Some women may not recognize the signs of a heart attack and dismiss it as heartburn.
“In fact, our 2018 Heart & Stroke survey of 2,000 women showed women are still vastly under-aware of the threat they face from heart disease.”
Barriers for women
Other research from the foundation has found women, in general, are under-researched, under-diagnosed and under-treated as well as under-supported.
The foundation found heart disease clinical research mostly focuses on men, even though men and women have different experiences when it comes to heart disease.
Yip explained men typically develop heart disease in their major coronary arteries, while women tend to develop it in their smaller arteries.
“The angiogram images the major arteries and typically misses microvascular (small artery) disease,” she continued. “Women’s physiology differs from men. There are differences in size, electrical activity, heart rate, and blood pressure and the structure of the blood vessels.”
Diagnostics and treatment methods need to address the differences between men and women’s hearts, she said, so that women can be diagnosed and treated as effectively as men.

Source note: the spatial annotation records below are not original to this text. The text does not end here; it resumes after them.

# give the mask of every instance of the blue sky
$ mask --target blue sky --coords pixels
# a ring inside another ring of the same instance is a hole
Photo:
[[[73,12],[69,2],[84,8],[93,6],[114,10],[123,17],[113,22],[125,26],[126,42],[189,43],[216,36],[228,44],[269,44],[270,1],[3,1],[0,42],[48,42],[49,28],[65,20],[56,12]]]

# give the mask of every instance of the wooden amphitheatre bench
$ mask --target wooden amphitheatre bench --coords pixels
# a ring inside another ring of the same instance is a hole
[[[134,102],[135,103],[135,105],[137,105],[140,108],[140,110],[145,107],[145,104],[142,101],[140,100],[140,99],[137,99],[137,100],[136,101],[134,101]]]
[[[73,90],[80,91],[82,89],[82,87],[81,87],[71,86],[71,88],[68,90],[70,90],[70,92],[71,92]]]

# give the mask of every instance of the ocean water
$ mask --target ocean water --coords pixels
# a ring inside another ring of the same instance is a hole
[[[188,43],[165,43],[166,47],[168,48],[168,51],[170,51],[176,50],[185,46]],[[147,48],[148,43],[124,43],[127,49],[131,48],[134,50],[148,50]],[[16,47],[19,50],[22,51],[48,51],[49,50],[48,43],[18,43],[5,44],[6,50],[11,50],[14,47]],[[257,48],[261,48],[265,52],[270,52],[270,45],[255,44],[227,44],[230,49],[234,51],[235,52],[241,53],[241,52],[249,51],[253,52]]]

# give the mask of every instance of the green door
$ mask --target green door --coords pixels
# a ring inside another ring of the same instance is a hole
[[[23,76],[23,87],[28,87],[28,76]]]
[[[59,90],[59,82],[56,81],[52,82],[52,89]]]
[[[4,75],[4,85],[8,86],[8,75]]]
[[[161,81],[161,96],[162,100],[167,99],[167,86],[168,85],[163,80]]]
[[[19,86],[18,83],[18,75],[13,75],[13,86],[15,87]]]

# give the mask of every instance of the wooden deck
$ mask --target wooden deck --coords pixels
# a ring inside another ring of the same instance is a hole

How women can protect themselves
A recent story of a Florida mom who had a heart attack at the age of 44, highlights the importance of being aware of the risks related to heart health, even if you are young and healthy.
Shawn Sherlock told Today.com when she was making breakfast for her sons one morning, her jaw started to ache and she felt pain down her left arm.
“I thought, this could not be a heart attack,” Sherlock told the site. “I am too young and healthy.”
Sherlock went to the hospital. “Within a few hours, I was in surgery and getting two stents to save my life,”
Yip said the best thing young women can do to protect themselves is to be aware of their risks. Some risks include high blood pressure, smoking, excessive drinking, poor eating habits, and an inactive lifestyle.
“But the responsibility for women’s heart health must be shared more broadly,” she said.
“Research must be accelerated and health-care systems need to catch up with new knowledge and must incorporate it into best practice and guidelines to provide better, safer care for women. I think awareness is the key to prevention and protection of women’s heart health.”